Figure 3. ISP modulation by imagined movements involving the left FDI.

Figure 3

Open in a new tab

EMG recordings from the maximally contracting right FDI muscle of one representative subject in three experimental conditions: (i) left hand at rest, no mental calculation; (ii) imagined tonic left thumb-to-index opposition; (iii) left hand at rest and mental calculation. For further arrangements and conventions, see Fig. 1. Motor imagery of tonic thumb-to-index opposition of the left hand enhanced the ISP area in the right FDI when compared to relaxation or mental calculation.

ISP modulation by isometric contraction of other muscles (topographical specificity)

In sub-experiment 1, rmANOVA showed a significant effect of ‘Experimental condition’ on the ISP area (F3,27= 8.35, P < 0.001). Post hoc testing indicated that maximum isometric voluntary contraction of the left FDI or the left EIP led to an increase in ISP area in the right FDI when compared to the conditions of left FDI at rest and maximum voluntary contraction of the right TA (Table 1, Fig. 4). ‘Experimental condition’ had no significant effect on the background EMG in the right FDI (F3,27= 0.08, P= 0.97; Table 1).

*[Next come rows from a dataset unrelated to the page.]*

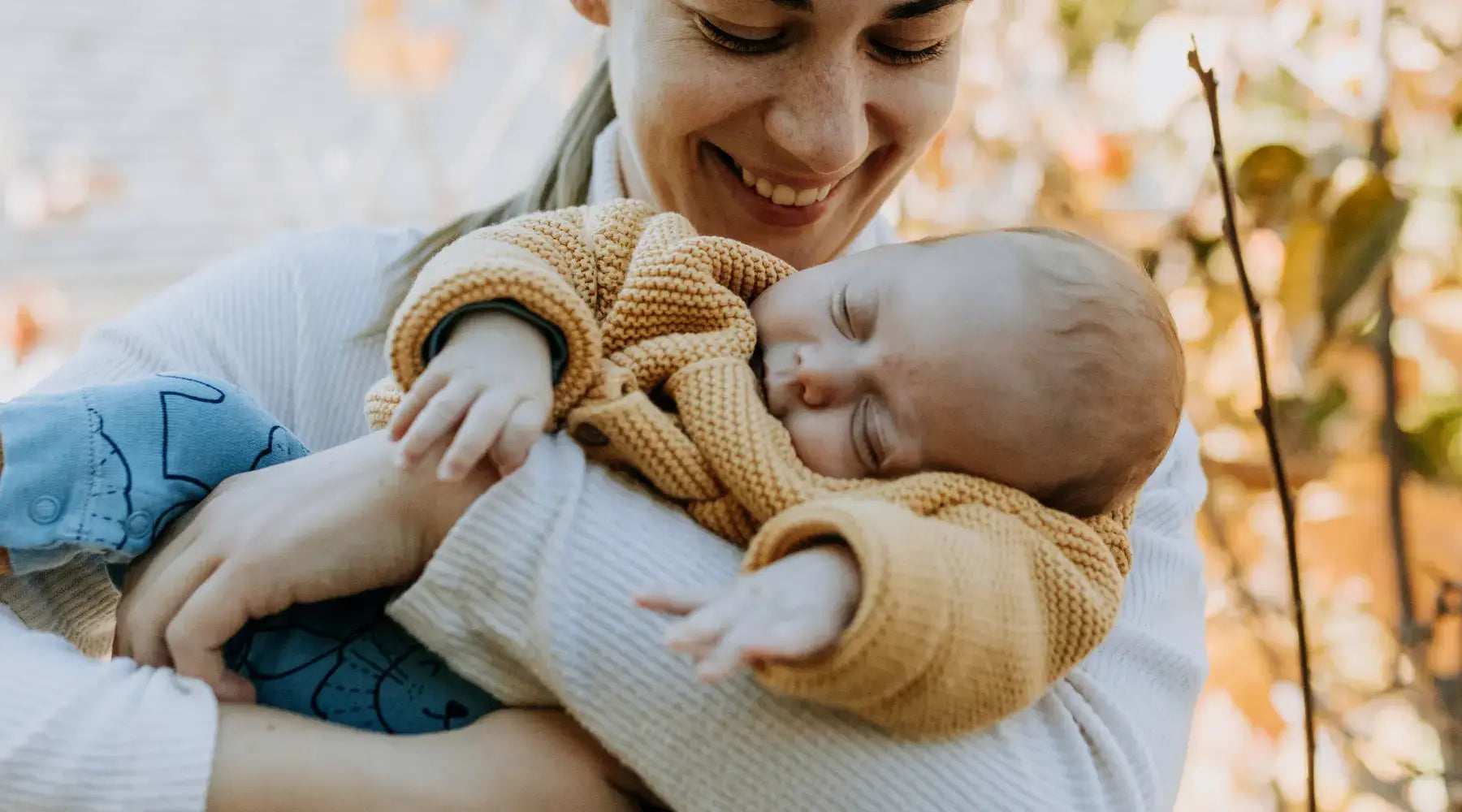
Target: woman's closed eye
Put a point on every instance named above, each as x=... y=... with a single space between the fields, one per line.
x=841 y=314
x=740 y=40
x=755 y=41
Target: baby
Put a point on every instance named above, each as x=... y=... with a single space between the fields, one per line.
x=1037 y=371
x=888 y=572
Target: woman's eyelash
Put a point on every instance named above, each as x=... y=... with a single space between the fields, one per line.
x=765 y=45
x=899 y=56
x=844 y=311
x=733 y=43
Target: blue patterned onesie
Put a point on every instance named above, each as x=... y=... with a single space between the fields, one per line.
x=104 y=471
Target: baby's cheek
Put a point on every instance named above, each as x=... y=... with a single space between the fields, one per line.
x=822 y=443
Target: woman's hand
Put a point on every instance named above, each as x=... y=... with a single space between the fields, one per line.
x=325 y=526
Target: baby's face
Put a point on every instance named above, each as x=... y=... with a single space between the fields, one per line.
x=882 y=362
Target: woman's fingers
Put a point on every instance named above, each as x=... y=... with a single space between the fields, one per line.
x=414 y=402
x=148 y=607
x=436 y=420
x=215 y=611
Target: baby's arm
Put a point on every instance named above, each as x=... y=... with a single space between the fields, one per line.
x=964 y=618
x=539 y=274
x=104 y=469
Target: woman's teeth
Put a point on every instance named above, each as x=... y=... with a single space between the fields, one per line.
x=784 y=195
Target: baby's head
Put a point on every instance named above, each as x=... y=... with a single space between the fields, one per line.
x=1028 y=356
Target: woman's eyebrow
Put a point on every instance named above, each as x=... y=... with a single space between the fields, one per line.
x=913 y=9
x=908 y=9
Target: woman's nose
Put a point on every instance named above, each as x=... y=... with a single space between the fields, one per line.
x=820 y=119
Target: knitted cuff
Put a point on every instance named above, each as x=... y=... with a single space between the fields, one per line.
x=901 y=624
x=478 y=269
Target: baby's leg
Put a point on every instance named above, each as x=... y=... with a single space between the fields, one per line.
x=347 y=662
x=106 y=469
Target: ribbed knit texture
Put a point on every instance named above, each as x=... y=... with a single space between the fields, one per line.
x=539 y=574
x=80 y=735
x=975 y=596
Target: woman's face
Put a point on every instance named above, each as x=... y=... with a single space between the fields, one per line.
x=780 y=123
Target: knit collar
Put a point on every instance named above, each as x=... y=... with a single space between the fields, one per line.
x=606 y=183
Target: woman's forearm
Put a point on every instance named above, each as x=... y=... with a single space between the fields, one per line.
x=541 y=570
x=511 y=761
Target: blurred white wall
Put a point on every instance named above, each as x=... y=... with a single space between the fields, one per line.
x=141 y=137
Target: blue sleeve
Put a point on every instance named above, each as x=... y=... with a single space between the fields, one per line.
x=106 y=469
x=557 y=343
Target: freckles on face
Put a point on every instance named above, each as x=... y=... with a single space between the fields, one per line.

Figure 4. ISP modulation by isometric contraction of other muscles (topographical specificity).

Figure 4

Open in a new tab

A, sub-experiment 1: EMG recordings from the maximally contracting right FDI muscle of one representative subject in four experimental conditions: (i) no other muscle contracting; (ii) maximal isometric contraction of the left FDI; (iii) maximal isometric contraction of the left extensor indicis proprius (EIP); (iv) maximal isometric contraction of the right tibialis anterior (TA). B, sub-experiment 2: EMG recordings from the maximally contracting right FDI of one representative subject in two experimental conditions: (i) no other muscle contracting; (ii) maximal isometric contraction of the left TA. C, sub-experiment 3: EMG recordings from the maximally contracting right FDI of one representative subject in three experimental conditions: (i) no other muscle contracting; (ii) maximal isometric contraction of the left extensor carpi radialis (ECR); (iii) maximal isometric contraction of the left biceps brachii (BB). For further arrangements and conventions, see Fig. 1. Maximal isometric contraction of the left FDI or left EIP increased the ISP area in the right FDI, whereas this was not the case for maximal isometric contraction of any of the other tested muscles, suggesting topographical specificity of motor task-related ISP enhancement.

In sub-experiment 2, paired t tests showed that neither the ISP area (P= 0.36) nor the background EMG in the right FDI (P= 0.87), differed significantly between conditions of relaxation and maximum isometric voluntary contraction of the left TA (Table 1, Fig. 4).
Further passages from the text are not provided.